Tree-Searched Self-Training (TSST)

This repository implements a Tree-Searched Self-Training (TSST) framework for enhancing multi-modal reasoning, with a focus on the A-OKVQA dataset. The pipeline is divided into two major stages: Warm-up and Self-Training.

📥 Dataset Download

Before proceeding with the training, ensure you have downloaded the necessary datasets. You can obtain the datasets from the following links:

Visual Commonsense Reasoning (VCR): Download the dataset from Visual Commonsense.
Science Question Answering (ScienceQA): Download the dataset from ScienceQA.

These datasets are essential for training and evaluating the models in this repository.

🛠️ Environment Setup

This project relies on the LLaVA environment for training.

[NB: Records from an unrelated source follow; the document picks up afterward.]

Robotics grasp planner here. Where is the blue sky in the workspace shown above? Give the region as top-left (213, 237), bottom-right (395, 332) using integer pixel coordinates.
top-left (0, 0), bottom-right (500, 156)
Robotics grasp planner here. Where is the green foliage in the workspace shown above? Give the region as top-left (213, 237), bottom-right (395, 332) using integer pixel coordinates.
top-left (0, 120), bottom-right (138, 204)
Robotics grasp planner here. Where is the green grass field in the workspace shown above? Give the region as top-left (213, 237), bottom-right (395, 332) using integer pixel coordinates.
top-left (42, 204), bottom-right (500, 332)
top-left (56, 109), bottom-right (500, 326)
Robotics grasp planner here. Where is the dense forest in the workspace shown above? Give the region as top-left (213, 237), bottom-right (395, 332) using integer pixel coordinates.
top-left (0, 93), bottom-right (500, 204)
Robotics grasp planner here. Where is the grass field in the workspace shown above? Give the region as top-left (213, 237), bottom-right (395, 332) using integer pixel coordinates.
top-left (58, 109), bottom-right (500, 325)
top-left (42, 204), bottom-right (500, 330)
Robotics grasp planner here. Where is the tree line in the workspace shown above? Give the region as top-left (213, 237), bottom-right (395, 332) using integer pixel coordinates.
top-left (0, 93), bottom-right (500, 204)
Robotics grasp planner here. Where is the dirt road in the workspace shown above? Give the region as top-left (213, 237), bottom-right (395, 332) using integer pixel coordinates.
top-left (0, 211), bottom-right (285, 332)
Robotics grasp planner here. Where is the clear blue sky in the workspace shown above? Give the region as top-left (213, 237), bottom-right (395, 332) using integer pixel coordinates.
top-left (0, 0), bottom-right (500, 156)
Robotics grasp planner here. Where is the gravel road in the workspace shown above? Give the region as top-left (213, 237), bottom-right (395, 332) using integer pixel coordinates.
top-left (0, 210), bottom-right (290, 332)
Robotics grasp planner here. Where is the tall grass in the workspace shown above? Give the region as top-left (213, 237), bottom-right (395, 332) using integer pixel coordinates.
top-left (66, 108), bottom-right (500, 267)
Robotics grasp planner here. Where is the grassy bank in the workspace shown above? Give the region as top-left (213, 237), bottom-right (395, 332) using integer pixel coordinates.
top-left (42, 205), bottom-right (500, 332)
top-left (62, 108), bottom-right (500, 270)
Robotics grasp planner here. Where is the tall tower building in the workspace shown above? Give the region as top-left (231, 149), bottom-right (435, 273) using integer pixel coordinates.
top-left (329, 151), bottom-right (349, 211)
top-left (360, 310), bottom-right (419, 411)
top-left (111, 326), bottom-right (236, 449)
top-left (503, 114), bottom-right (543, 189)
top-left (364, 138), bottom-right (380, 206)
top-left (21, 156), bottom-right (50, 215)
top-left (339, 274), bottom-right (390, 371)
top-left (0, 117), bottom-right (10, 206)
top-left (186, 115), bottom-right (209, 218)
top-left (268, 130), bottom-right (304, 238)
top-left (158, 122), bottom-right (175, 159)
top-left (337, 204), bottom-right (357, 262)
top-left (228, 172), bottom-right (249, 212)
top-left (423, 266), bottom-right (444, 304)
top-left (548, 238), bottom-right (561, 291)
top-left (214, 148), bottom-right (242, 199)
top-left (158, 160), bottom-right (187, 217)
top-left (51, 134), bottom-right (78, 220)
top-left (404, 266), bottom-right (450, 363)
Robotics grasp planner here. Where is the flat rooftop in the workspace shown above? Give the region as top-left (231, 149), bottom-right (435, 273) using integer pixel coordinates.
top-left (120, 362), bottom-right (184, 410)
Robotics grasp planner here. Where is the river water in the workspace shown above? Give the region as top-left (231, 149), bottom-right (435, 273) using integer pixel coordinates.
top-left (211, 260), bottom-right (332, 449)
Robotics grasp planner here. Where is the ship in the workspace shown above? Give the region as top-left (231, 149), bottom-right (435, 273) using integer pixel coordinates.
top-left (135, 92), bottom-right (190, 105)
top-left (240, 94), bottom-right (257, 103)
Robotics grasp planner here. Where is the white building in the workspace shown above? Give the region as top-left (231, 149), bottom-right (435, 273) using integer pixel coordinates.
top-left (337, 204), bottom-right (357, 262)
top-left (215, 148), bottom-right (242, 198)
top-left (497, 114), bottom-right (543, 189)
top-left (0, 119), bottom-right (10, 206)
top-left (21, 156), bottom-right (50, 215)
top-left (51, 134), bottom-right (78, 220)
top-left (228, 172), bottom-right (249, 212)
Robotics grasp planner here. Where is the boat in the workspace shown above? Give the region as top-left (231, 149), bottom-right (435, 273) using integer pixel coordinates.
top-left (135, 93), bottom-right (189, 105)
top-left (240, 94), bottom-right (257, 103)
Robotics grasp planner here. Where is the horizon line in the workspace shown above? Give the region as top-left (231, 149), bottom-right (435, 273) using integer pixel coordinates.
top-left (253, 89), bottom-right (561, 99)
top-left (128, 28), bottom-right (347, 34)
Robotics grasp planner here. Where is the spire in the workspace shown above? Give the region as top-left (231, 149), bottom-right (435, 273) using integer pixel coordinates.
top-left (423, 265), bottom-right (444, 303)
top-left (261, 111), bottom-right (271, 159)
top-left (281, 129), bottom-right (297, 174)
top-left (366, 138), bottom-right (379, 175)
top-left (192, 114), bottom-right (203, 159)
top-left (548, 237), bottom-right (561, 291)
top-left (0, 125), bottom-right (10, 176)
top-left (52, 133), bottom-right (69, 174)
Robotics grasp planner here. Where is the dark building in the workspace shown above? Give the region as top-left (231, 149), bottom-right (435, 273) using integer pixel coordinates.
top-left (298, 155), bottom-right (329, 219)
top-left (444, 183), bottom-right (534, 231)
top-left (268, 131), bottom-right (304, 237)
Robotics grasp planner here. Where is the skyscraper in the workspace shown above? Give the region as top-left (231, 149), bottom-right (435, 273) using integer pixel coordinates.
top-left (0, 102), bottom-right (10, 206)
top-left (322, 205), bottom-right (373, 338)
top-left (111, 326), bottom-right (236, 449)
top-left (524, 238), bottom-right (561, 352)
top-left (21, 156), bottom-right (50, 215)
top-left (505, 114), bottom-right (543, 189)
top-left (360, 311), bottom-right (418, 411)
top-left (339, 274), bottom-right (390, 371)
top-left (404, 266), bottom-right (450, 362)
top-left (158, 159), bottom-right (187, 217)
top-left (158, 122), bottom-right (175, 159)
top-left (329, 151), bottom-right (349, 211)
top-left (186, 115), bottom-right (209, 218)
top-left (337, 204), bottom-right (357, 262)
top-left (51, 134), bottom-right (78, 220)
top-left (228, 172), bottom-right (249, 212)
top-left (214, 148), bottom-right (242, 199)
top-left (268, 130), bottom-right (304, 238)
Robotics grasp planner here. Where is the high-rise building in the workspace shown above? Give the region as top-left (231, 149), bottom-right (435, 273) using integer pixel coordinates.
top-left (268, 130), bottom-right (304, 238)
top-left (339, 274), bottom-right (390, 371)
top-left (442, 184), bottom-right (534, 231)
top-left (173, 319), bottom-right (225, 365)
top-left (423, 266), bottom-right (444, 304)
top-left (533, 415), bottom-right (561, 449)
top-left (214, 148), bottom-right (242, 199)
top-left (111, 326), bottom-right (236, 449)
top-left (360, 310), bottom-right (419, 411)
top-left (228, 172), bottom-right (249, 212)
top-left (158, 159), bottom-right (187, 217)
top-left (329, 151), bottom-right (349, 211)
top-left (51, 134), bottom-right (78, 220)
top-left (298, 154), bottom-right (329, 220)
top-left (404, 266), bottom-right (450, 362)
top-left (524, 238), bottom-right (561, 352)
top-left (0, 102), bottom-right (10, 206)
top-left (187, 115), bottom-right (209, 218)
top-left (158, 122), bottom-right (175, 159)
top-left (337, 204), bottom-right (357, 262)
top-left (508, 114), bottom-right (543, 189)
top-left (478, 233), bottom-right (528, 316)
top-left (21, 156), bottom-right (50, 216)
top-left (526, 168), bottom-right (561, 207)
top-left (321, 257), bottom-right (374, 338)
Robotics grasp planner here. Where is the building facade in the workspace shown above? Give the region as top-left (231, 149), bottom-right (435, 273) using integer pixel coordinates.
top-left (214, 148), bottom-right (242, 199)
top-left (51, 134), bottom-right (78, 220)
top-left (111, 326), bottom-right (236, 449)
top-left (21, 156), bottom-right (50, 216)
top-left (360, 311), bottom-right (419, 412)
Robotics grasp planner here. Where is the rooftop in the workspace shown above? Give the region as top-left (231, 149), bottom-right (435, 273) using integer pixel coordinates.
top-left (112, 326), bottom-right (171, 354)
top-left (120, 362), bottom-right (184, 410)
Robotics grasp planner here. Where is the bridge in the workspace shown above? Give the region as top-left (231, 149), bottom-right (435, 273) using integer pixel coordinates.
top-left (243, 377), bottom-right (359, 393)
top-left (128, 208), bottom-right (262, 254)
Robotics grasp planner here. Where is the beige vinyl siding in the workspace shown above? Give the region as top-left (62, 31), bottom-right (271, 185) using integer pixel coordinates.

The LLaVA codebase is included in this repository under tsst/models/LLaVA. Our value model and other modifications are built on top of this codebase, and the training scripts will utilize this code. For environment setup, please follow the setup instructions from the LLaVA repository.

🚀 Training Configuration

We use the training scripts and methodology from the LLaVA project for our training process. The training scripts are located in the LLaVA codebase within our repository.

Training Scripts

For SFT training of the policy model: tsst/models/LLaVA/scripts/v1_5/finetune_policy_lora.sh
For SFT training of the value model: tsst/models/LLaVA/scripts/v1_5/finetune_value_lora.sh

Configuration Parameters

Each training script requires the following configuration parameters at the beginning:

# Required configuration
PROJECT_ROOT=           # Absolute path to this project
VISION_MODEL_PATH=      # Path to clip-vit-large-patch14-336 used in LLaVA
BASE_MODEL_PATH=        # Path to the base model to be fine-tuned (policy or value model)
OUTPUT_DIR=             # Path where the trained model will be saved
DATA_PATH=              # Path to the JSON dataset for LLaVA training
IMAGE_DIR=              # Path to the directory containing images for LLaVA training

# Example usage
bash models/LLaVA/scripts/v1_5/finetune_policy_lora.sh
bash models/LLaVA/scripts/v1_5/finetune_value_lora.sh

🧊 Stage 1: Warm-up

Chain-of-Thought Data Generation
Use LLaMA 70B to generate Chain-of-Thought (CoT) rationales for A-OKVQA questions.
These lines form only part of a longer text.